By moving to lance the boil that is the public’s perception of him Enda Kenny can still take the point position in the debate against Brian Cowen, and he can challenge him to match his actions. Enda can profess that the situation has been changed so much by the banking reports that the people need to believe and be convinced that the next Taoiseach will be in command of the economic issues and not be open to being lead or being hostage as it is now so plain Brian Cowen has been, and that FG needs to be strong and seen to be strong in this area in order to ensure that the siren call from Labour to the electorate that there is some easy and painless way out of our economic situation is resisted.
Labour have done well convincing people that we can avoid public sector spending cuts, that we can somehow find significant extra taxation without it impacting on anyone or slowing down the recovering of the economy. There are areas where tax allowances on pensions say can be reduced but you can only do that the once.

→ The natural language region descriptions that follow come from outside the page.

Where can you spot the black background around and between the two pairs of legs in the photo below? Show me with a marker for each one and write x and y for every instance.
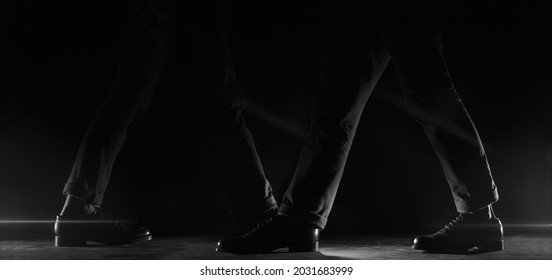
(57, 59)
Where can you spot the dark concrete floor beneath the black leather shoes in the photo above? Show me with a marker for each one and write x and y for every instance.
(527, 246)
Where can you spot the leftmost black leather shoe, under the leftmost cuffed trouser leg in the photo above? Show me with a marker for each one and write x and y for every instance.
(76, 231)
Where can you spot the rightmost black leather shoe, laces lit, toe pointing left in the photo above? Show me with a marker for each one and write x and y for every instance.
(466, 233)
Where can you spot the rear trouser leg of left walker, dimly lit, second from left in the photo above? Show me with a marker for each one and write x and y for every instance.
(192, 32)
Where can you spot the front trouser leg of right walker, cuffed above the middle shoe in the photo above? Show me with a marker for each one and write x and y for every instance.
(354, 62)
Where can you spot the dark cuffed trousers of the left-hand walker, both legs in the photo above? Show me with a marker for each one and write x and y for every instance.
(185, 33)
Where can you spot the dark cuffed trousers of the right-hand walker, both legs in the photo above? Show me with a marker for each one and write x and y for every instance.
(368, 35)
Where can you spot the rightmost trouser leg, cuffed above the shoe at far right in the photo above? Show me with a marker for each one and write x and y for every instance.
(410, 32)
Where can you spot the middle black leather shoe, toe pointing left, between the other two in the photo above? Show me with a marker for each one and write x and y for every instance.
(273, 233)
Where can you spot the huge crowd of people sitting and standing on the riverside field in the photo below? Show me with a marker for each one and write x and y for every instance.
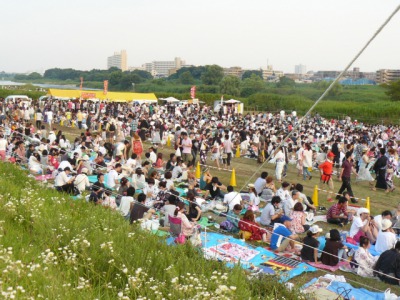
(122, 145)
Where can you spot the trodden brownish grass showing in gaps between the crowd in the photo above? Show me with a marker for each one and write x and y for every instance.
(247, 170)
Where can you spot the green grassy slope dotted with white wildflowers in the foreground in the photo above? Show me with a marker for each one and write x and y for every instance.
(56, 248)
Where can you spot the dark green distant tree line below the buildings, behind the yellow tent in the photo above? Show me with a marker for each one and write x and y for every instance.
(208, 79)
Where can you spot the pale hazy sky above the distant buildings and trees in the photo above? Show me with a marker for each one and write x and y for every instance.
(321, 34)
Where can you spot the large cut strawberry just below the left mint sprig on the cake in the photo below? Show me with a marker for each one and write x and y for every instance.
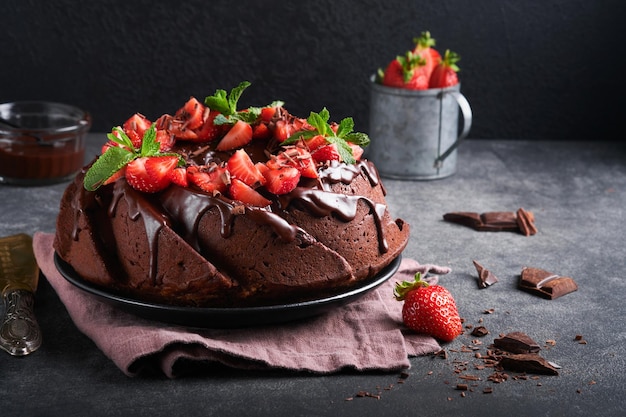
(150, 174)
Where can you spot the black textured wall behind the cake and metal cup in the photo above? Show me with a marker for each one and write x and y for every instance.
(531, 70)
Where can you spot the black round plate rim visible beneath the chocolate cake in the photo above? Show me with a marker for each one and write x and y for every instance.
(227, 317)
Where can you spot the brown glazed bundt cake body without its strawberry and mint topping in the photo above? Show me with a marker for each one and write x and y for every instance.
(189, 246)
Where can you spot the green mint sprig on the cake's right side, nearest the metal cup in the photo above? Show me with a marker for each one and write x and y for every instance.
(345, 134)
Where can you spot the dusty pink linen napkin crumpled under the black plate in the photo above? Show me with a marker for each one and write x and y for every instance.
(366, 334)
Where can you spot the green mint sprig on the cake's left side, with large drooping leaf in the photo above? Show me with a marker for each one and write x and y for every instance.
(117, 157)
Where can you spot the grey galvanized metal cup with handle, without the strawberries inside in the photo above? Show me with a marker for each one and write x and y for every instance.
(415, 133)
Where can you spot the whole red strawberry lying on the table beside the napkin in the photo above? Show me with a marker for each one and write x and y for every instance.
(429, 309)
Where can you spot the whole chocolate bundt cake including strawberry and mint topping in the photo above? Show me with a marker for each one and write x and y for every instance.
(215, 207)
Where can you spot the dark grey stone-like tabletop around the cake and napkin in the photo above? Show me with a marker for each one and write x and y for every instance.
(577, 192)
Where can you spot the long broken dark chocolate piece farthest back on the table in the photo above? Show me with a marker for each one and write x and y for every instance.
(522, 221)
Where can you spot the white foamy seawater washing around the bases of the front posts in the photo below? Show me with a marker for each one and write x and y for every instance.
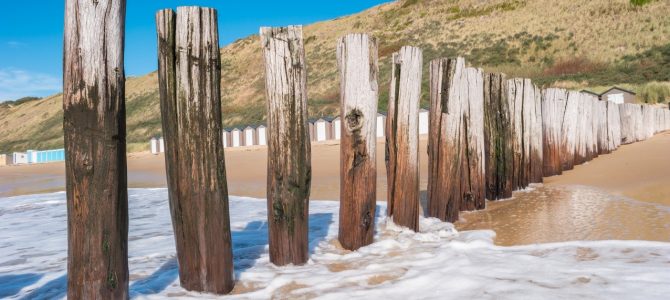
(436, 263)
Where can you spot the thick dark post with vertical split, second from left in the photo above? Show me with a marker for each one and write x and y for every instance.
(189, 84)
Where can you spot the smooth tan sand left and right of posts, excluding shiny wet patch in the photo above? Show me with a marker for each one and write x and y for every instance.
(639, 171)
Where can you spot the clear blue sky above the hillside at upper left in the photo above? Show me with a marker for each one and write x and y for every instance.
(31, 34)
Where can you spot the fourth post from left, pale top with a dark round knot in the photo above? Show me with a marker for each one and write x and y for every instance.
(359, 94)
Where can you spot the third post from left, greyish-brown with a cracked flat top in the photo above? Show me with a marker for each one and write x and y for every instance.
(289, 163)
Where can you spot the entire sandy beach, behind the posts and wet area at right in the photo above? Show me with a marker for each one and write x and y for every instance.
(624, 195)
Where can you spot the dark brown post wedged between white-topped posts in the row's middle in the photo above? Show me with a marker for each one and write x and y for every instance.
(497, 136)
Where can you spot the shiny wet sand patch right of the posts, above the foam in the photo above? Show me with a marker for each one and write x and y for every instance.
(545, 214)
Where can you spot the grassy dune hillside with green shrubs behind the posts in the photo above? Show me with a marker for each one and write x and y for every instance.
(567, 43)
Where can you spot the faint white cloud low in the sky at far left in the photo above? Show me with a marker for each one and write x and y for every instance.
(16, 83)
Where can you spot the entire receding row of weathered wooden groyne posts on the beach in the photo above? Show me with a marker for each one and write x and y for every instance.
(488, 136)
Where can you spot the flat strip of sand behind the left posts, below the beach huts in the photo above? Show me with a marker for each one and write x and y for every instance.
(246, 171)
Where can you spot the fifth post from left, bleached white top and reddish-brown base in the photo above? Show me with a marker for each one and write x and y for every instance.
(402, 140)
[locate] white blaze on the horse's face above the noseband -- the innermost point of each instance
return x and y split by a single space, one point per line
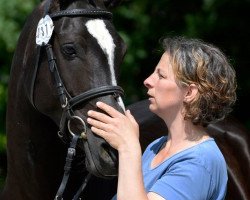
98 30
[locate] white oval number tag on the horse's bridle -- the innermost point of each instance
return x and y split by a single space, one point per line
44 30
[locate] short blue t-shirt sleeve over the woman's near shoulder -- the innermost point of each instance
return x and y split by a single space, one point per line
184 181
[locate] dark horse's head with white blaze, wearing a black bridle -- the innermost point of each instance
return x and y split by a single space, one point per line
86 52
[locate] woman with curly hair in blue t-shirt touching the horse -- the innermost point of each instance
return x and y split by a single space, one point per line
192 85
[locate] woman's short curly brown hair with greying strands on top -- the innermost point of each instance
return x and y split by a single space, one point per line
204 65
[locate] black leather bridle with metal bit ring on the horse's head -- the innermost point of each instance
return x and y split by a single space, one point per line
66 100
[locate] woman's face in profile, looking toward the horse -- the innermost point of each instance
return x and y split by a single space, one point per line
165 95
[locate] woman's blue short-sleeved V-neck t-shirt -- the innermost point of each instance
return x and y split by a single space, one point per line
197 173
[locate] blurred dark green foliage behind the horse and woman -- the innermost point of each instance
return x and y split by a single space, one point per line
141 23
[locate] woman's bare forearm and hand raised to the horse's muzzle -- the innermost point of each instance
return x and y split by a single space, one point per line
122 133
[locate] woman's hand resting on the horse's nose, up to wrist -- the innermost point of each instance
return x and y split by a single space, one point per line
119 130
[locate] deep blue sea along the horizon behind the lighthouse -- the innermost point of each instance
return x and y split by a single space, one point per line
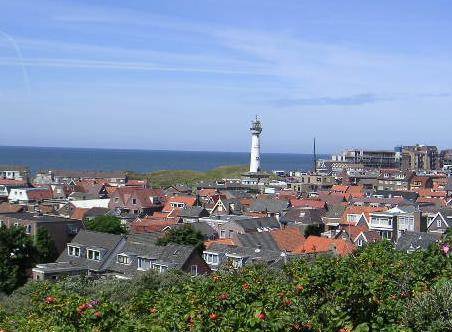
143 161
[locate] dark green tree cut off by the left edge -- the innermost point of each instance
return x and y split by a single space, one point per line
17 254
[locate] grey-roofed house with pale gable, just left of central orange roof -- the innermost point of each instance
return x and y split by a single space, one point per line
241 226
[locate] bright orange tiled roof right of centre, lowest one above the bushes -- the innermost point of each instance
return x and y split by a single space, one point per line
316 244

We need to find 3 billion this year and then an extra 3 billion again the next and more again the year after that, not the same savings being done again but additional reductions in spending or increases in taxation. If we can get more people in work, then tax revenues will raise and public spending in the form of social welfare reductions. But where will the money come from to fund this work? If the state were to provide it, we would be borrowing even more which we simply can’t do. That is to relive the 80s all over again.